My name is Martha and I have had my kitten Gloworm for 3 weeks now, and he is nearly 4 months old. He is an exotic shorthair red tabby and is absolutely gorgeous. I cannot believe I haven't got myself a kitten before! I hope to learn lots about caring for him on the forums 

Martha x


----------



## marie73 (Jul 12, 2006)

Welcome, Martha!

Gloworm - love the name, need a picture now. :grin:


----------



## Susan (Mar 29, 2010)

A red tabby exotic shorthair called Gloworm...we definitely need pictures!


----------



## Gloworm (Nov 19, 2010)

Hope the piccie works!


----------



## marie73 (Jul 12, 2006)

OMGosh!!!

:luv


----------



## Susan (Mar 29, 2010)

Awww...he's soooo precious!


----------



## Gloworm (Nov 19, 2010)

Susan said:


> Awww...he's soooo precious!


I am besotted with him, he is the absolute double of his mummy too  When I went to pick him up there were a few older kittens in the room, I could have taken them all home they were all so lovely!

This is his mum


----------



## Meker (Nov 8, 2010)

Sweet Baby Jesus!
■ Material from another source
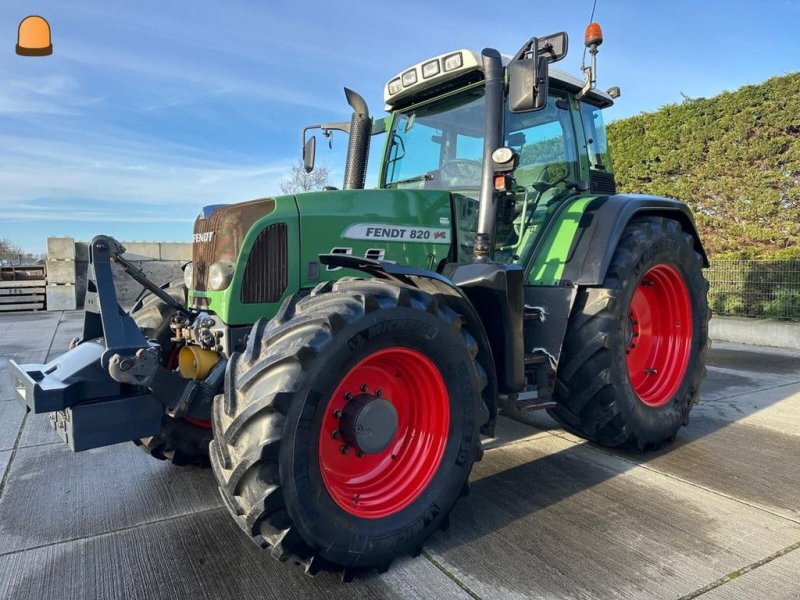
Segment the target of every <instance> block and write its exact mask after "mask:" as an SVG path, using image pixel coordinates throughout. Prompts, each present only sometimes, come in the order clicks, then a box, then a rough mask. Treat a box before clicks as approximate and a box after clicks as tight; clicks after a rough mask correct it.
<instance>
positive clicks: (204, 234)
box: [192, 198, 275, 292]
mask: <svg viewBox="0 0 800 600" xmlns="http://www.w3.org/2000/svg"><path fill="white" fill-rule="evenodd" d="M273 210H275V200H273V199H271V198H263V199H260V200H253V201H250V202H242V203H240V204H232V205H228V206H222V207H220V208H217V209H216V210H214V211H213V212H212V213H211V215H210V216H209V217H208V218H205V215H201V216H200V217H198V219H197V220H196V221H195V224H194V233H195V235H194V239H195V242H194V245H193V248H192V268H193V269H194V272H193V275H194V283H193V287H194V289H195V290H197V291H199V292H202V291H205V290H207V289H208V269H209V267H210V266H211V265H212V264H213V263H215V262H218V261H221V262H227V263H229V264H236V258H237V257H238V256H239V249H240V248H241V246H242V243H243V242H244V238H245V237H246V236H247V232H248V231H249V230H250V227H252V225H253V224H254V223H255V222H256V221H257V220H258V219H260V218H262V217H264V216H266V215H268V214H270V213H271V212H272V211H273Z"/></svg>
He's so adorable!!!


----------



## Sinatra-Butters (Aug 9, 2010)

Sooooo cute!!


----------



## love.my.cats (Jan 29, 2009)

Welcome to the forum. He is absolutely adorable!!


----------



## Ummm (Jul 16, 2010)

How cue!!!


----------



## swimkris (Jul 17, 2010)

He definitely ranks up there with the cutest kittens I have ever seen


----------



## Kobster (Feb 1, 2007)

He is pretty cute! I think its the sad eyes!


----------